Cases of HIV-negative and immunocompetent patients with talaromycosis are relatively rare in clinical practice, especially when the patient’s serum β-D-glucan is negative. It deserves clinicians’ attention because timely antifungal treatment can obtain a satisfactory prognosis. Fungal culture and ITS sequencing are helpful to diagnose T. marneffei infection. Through the evolutionary tree analysis of its ITS, this study provides traceability data for the regional epidemic changes of the clinical strain. Villages of the farmers raising bamboo rats in Jiangxi province are an epidemic area of T. marneffei.

Data Sharing Statement

The datasets used and/or analyzed during the current study are available from the corresponding author Yumei Ge on reasonable request.
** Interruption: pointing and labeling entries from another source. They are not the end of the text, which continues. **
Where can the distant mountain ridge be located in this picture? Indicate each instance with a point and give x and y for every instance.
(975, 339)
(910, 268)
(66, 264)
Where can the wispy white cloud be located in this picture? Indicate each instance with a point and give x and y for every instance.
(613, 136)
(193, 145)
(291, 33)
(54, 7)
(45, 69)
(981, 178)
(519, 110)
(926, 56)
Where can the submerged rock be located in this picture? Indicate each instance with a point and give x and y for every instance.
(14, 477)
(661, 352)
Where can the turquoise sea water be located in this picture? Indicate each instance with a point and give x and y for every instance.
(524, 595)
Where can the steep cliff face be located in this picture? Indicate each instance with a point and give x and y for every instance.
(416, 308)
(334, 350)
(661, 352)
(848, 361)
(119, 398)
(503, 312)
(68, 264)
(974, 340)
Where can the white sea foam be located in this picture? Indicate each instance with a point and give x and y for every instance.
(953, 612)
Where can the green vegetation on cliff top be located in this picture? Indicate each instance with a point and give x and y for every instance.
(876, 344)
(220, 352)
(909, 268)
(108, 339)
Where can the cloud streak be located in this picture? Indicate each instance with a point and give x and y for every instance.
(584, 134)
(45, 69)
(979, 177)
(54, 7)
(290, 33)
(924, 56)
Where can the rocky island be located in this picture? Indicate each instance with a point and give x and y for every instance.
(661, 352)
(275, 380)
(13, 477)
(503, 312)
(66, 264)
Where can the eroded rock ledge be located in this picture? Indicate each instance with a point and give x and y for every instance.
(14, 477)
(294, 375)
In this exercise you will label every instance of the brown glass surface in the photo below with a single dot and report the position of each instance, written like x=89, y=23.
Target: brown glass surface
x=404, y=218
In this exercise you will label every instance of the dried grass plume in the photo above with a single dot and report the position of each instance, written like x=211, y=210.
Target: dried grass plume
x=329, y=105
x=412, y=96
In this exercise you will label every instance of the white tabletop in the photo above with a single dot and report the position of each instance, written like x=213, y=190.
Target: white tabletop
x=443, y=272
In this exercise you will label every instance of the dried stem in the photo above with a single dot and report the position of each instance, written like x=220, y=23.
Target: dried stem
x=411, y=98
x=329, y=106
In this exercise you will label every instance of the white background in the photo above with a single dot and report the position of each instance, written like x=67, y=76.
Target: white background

Ethics Approval and Consent to Participate

This study was supported by the Ethics Committee of Zhejiang People’s Hospital (Ethics Committee Approval of Biomedical Research Involving Humans, Approval No.: 2022JS008) and was carried out in accordance with the ethical standards of the Declaration of Helsinki.

Consent for Publication

Written and informed consent was obtained from the patient for publication of this research and any accompanying images.

Acknowledgments

Aihua Sun and Xiaoyu Gou are co-first authors for this study. We thank all members of the microbiology laboratory of Zhejiang Provincial People’s Hospital for their help in the collection of clinical data and thank the patient for his cooperation.

Author Contributions

All authors made a significant contribution to the work reported, whether that is in the conception, study design, execution, acquisition of data, analysis and interpretation, or in all these areas; took part in drafting, revising or critically reviewing the article; gave final approval of the version to be published; have agreed on the journal to which the article has been submitted; and agree to be accountable for all aspects of the work.

Disclosure

The authors declare that they have no competing interests in this work.